Characters Tell the Story

My boss recently told me how impressed he was with my fiction writing. It made me nervous. I write romance novels! I don’t need my boss reading that!

Then I remembered that, although I am writing these novels about these characters, they are not me. It’s like being an actor. Jim Carrey is not a pet detective, Christian Bale, as much as we might like to think so, is not Bruce Wayne, and Matt Damon is not Jason Bourne and capable of killing. They are playing characters, and doing a damn fine job, and that’s what being a writer is all about.  

Being a writer is like your character speaking through you. Like they have a story to tell, and they are using you as the vessel. Okay, that might be strange heebie jeebie stuff, and it isn’t as strange as it sounds, but believe me when I say it is my characters who tell the story, not me. My characters do go silent on me. They stop talking to me, and then I’m lost in my story, trying to find my way through a really confusing path. It isn’t fun.  

As a matter of fact, the ones I’m writing now have done so. I’m trying so hard to tell the story they want me to tell, but I got stuck because I was trying to write things the way I wanted to write them, and not the way the character wanted me to. I think I’ve finally figured it out, but it’s still a really long process trying to weed through those, well, weeds.  
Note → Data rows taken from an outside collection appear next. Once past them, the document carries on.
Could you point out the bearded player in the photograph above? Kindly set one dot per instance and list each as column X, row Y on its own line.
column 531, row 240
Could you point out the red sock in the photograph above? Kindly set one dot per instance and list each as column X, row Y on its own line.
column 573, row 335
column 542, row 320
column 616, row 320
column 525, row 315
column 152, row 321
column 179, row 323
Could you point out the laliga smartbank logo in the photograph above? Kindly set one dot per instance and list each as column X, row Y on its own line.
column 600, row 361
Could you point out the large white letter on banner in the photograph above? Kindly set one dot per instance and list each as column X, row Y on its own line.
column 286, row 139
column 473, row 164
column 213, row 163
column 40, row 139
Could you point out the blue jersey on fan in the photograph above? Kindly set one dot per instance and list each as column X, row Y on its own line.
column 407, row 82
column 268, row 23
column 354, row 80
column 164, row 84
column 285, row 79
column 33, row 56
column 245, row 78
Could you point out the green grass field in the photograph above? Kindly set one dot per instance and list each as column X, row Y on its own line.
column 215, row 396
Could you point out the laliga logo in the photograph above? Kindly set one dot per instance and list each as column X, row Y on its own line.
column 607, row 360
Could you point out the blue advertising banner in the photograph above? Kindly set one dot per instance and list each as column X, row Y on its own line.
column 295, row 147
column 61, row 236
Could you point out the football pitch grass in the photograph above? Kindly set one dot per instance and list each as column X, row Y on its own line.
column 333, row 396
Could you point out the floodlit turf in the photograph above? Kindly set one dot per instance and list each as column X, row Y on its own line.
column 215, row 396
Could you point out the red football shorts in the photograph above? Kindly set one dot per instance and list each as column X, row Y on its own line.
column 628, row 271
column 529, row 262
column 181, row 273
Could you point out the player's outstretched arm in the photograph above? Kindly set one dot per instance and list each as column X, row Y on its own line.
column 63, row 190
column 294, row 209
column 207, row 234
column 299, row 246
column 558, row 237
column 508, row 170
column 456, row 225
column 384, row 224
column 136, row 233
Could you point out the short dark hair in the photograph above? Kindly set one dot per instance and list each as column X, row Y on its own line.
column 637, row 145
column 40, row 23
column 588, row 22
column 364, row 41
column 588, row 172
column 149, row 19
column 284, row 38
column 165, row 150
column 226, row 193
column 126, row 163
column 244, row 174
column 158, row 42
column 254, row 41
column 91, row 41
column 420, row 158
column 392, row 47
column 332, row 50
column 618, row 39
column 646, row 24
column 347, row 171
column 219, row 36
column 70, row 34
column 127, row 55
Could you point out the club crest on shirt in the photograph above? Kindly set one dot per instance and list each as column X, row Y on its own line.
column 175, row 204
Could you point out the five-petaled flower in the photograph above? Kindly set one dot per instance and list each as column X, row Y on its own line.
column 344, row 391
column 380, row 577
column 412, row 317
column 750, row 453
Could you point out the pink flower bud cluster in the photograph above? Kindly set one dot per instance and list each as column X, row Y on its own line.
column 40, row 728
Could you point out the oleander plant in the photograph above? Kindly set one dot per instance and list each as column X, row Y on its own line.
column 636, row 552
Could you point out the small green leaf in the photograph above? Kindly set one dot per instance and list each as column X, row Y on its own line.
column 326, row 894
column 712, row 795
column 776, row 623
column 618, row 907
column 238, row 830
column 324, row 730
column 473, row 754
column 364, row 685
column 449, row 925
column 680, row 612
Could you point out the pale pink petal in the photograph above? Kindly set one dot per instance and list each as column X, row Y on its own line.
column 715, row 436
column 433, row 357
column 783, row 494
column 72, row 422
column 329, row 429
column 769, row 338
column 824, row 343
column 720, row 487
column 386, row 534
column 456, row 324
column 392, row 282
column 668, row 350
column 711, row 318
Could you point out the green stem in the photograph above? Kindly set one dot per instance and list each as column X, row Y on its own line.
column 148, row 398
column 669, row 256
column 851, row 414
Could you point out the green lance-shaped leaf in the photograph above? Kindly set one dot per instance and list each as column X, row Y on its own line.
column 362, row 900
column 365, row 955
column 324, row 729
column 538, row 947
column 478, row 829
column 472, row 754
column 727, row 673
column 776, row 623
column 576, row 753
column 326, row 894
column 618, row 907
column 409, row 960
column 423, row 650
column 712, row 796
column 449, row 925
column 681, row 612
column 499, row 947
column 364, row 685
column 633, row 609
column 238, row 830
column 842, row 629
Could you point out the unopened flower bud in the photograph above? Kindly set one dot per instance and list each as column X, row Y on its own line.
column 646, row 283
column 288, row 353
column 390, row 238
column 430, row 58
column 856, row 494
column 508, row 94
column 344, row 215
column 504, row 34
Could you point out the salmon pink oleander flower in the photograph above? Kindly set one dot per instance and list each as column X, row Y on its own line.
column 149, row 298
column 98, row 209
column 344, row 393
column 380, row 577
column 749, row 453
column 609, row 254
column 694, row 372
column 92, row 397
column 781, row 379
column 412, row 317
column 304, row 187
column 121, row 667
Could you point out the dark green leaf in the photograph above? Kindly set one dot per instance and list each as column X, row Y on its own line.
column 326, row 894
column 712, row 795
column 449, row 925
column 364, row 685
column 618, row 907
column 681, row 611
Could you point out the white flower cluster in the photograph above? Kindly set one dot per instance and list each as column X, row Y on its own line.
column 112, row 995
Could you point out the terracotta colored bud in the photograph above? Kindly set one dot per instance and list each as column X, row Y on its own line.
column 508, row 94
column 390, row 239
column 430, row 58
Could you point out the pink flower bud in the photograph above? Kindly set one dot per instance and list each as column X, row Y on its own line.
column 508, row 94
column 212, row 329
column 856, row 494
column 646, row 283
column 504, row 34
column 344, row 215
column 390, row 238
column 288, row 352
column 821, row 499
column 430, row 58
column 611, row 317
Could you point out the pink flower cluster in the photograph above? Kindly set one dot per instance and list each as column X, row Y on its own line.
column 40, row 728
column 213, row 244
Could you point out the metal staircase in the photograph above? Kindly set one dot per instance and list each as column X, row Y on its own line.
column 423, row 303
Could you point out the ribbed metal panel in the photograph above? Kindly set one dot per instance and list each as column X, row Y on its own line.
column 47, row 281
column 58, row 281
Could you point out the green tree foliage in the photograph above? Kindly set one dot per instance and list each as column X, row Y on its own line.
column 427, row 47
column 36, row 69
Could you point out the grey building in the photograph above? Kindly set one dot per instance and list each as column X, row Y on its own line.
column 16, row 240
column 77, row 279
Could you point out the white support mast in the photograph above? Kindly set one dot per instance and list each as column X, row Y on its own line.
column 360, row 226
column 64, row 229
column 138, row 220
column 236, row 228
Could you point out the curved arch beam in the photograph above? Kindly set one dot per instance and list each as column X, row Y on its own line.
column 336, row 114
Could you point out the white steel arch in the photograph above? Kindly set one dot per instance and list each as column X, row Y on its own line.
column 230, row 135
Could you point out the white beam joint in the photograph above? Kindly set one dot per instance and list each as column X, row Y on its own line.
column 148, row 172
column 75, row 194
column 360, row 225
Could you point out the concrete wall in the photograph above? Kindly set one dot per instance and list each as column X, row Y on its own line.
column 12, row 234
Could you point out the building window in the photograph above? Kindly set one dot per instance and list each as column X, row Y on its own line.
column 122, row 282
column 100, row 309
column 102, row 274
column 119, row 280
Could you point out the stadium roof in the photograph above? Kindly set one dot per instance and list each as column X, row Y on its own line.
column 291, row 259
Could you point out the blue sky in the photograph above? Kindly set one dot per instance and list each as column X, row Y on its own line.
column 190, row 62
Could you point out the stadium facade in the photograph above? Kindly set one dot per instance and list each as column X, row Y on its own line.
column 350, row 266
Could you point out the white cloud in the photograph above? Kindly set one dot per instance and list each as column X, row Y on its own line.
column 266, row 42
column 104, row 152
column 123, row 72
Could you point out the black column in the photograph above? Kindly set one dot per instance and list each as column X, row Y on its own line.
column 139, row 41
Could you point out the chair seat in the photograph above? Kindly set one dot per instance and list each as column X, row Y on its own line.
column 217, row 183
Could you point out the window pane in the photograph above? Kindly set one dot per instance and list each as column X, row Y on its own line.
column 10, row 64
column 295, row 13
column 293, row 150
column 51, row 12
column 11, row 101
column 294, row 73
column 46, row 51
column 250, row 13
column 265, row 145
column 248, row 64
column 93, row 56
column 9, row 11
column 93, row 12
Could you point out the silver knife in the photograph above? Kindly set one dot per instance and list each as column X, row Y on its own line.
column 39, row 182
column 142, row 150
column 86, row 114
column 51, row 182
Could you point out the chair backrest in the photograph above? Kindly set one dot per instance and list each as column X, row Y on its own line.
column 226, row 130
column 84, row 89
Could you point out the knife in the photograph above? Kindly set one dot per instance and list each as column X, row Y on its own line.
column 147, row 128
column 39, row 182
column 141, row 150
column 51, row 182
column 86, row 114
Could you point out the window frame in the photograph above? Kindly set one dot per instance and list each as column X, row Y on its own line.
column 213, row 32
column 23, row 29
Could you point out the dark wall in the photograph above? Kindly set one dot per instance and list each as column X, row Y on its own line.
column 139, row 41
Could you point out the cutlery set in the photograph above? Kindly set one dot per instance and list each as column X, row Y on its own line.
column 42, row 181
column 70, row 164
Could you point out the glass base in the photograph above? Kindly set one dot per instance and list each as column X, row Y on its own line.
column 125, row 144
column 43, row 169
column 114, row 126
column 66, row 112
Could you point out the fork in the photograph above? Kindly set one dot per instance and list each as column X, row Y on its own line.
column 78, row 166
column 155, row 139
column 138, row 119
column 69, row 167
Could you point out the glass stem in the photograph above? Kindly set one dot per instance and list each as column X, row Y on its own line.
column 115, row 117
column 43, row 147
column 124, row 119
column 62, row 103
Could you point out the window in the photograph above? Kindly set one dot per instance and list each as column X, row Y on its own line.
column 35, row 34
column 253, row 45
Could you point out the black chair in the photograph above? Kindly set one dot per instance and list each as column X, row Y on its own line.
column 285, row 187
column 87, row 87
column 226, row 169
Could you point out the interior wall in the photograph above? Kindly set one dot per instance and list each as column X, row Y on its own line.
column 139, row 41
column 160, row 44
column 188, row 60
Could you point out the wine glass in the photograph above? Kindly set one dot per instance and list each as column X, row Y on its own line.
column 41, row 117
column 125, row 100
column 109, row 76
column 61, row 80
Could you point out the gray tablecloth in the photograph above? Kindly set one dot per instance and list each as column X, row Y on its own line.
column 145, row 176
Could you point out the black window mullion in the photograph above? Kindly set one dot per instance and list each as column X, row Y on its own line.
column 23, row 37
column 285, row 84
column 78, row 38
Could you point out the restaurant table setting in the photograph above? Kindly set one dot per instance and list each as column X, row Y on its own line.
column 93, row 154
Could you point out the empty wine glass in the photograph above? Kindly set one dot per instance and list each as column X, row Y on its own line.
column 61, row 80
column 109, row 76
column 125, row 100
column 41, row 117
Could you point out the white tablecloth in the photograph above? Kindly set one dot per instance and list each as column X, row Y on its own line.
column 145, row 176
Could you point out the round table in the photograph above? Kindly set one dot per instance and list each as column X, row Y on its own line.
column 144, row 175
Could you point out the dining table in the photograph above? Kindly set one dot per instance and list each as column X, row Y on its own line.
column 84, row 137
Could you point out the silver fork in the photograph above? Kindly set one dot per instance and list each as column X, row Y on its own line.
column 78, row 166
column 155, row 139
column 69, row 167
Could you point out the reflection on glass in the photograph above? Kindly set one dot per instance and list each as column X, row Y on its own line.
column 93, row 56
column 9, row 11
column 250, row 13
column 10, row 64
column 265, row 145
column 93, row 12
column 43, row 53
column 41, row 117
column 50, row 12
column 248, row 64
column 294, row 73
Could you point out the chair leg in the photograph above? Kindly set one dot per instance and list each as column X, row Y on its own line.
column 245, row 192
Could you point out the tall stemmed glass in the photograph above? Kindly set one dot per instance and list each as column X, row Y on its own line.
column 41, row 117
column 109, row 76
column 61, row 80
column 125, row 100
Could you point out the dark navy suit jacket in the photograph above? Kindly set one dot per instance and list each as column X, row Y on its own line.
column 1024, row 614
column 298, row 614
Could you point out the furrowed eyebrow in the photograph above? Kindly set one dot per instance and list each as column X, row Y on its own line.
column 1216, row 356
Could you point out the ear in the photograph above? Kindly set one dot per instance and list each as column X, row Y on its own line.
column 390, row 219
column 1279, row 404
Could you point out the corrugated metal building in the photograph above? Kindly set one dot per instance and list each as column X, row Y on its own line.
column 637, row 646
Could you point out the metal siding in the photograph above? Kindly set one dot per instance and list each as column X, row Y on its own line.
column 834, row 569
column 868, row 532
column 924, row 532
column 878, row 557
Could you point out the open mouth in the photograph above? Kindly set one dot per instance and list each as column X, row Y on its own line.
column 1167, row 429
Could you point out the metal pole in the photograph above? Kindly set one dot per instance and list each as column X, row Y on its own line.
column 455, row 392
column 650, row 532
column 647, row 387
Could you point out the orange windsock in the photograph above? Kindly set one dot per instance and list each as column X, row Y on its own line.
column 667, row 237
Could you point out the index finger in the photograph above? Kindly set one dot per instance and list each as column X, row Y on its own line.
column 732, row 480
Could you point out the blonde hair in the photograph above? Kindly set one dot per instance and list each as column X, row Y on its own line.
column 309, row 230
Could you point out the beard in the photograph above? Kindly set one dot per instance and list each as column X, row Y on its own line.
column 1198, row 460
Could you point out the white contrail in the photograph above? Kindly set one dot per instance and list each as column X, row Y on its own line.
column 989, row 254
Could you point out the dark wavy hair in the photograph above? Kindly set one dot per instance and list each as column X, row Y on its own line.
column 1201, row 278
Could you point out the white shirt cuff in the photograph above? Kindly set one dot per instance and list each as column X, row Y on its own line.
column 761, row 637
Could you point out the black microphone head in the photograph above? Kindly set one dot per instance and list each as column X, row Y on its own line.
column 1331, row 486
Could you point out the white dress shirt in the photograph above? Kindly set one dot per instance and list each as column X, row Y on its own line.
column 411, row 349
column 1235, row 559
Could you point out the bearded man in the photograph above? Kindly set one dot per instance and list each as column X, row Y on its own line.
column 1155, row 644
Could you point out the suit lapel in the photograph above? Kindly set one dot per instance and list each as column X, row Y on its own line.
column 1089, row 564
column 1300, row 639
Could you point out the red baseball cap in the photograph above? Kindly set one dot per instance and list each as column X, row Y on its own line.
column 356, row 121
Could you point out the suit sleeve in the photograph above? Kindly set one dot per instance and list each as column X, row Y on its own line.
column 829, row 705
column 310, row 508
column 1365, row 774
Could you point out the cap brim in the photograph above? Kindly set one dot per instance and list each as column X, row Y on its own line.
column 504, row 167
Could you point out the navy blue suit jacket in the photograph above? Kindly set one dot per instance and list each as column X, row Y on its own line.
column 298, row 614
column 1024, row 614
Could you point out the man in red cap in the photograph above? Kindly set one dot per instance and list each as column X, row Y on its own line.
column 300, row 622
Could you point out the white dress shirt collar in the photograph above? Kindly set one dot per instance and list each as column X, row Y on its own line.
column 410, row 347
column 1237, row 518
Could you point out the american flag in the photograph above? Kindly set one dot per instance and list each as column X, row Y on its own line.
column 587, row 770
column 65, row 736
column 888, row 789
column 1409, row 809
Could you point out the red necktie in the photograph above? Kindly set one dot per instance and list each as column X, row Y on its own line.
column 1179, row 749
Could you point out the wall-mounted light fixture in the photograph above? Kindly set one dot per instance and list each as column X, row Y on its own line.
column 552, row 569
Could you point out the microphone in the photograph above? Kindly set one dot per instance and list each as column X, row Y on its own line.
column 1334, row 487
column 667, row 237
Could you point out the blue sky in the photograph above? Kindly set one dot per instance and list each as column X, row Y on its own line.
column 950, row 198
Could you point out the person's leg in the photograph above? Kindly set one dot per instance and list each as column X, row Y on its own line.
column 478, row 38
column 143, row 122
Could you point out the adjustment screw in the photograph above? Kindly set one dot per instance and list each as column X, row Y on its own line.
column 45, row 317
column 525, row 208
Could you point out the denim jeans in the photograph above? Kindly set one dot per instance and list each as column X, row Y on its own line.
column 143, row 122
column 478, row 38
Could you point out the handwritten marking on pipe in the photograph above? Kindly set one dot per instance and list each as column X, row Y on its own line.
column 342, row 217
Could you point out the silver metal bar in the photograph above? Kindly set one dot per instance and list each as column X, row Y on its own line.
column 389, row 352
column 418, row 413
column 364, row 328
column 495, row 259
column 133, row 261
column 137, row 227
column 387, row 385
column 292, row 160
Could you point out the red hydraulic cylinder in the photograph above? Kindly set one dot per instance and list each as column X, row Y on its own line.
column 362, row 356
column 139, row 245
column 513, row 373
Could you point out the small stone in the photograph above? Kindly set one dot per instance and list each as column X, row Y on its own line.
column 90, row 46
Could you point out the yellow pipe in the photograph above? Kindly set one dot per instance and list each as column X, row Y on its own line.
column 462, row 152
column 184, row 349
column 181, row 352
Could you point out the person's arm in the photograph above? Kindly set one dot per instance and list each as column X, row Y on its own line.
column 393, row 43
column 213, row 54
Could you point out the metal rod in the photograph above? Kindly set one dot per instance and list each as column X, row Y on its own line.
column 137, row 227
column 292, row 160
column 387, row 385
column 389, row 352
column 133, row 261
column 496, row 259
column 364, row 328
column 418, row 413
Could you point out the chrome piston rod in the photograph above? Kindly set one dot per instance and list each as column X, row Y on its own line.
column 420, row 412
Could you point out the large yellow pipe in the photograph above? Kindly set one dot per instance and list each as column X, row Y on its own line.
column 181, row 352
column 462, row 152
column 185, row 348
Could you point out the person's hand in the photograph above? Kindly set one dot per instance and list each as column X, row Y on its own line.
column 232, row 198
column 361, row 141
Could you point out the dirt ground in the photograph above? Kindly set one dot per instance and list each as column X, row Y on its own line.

So todays writing tip is to listen to your characters! Don’t let other voices get in the way of your voice. You have your own voice, and it usually comes through when you listen to your characters, because they are the ones to ultimately tell the story! If your writing is based on plotting more than character, then listen to the plot, because your plot is your character! And don’t be afraid to go all out. If others don’t approve, well, that’s their tough luck!